METHODS: Web of Science, Scopus, PubMed, PsycINFO, and ACM Digital Library were searched for publications that were published between January 1, 2008 and August 31, 2021. Eligibility criteria were RCTs or single-arm pre-to-post interventions delivered by standalone gamified applications and targeting physical activity. Study-specific results were analyzed using random-effects meta-analysis, with a standardized mean difference. Meta-regressions, subgroup analyses, and sensitivity analyses were performed. PRISMA guidelines were followed, and the Grading of Recommendations Assessment, Development and Evaluation system was used to determine the strength of the evidence.

RESULTS: A total of 19 studies with 24 gamified applications were eligible, and 16 studies were included in the meta-analysis. Standalone gamified applications had a small-to-moderate effect on physical activity in both the between-group RCTs (n=12 applications, standardized mean difference=0.34, 95% CI=0.06, 0.62, I2=72%, p<0.01; Grading of Recommendations Assessment, Development and Evaluation: moderate) and the within-group pre-to-post interventions (n=18 applications, standardized mean difference=0.38, 95% CI=0.17, 0.59, I2=74%, p<0.01; Grading of Recommendations Assessment, Development and Evaluation: very low).
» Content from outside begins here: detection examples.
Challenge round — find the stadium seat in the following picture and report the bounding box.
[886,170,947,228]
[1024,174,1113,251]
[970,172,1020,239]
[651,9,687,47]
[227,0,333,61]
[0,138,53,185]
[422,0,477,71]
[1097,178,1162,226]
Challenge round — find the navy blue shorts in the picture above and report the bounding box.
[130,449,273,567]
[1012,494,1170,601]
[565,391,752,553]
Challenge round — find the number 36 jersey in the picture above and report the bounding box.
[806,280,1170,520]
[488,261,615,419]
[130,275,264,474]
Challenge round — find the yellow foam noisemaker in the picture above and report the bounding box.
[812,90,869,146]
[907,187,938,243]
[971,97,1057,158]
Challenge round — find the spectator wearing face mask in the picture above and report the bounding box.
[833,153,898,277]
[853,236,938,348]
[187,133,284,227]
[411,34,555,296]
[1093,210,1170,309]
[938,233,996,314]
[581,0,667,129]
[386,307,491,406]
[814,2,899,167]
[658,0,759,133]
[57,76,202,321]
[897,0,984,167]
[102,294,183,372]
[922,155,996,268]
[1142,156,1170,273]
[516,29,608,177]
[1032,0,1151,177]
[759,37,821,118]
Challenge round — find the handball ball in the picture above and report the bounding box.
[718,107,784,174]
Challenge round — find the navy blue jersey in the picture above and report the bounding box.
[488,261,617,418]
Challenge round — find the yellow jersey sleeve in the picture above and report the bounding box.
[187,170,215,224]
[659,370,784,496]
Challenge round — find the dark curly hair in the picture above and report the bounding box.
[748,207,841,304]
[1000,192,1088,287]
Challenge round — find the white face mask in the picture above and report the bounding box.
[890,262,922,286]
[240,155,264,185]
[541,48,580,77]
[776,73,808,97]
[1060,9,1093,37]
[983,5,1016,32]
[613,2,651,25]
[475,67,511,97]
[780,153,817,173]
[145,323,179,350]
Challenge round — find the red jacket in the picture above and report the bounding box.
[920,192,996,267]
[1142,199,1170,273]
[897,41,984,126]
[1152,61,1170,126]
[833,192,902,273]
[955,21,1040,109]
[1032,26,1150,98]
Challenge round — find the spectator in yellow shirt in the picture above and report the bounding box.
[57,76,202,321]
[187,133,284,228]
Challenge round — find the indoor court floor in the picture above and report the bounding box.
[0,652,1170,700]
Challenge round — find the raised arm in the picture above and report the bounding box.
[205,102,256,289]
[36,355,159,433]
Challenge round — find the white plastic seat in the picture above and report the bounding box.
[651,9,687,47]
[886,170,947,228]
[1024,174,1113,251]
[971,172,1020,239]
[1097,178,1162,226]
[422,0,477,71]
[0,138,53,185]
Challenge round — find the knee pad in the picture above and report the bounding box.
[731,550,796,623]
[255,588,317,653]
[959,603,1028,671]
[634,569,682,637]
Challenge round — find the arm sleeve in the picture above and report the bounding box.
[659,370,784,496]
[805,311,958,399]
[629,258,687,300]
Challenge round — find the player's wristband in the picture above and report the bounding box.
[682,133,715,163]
Leave-one-out sensitivity analyses sustained the main effects with lower heterogeneity (I2 of 31.0% and 47.8%, respectively).

DISCUSSION: Using gamified smartphone applications as standalone interventions may increase physical activity. Future research could investigate the impacts of gamified applications on physical activity by isolating the role of specific single or clustered groups of application features.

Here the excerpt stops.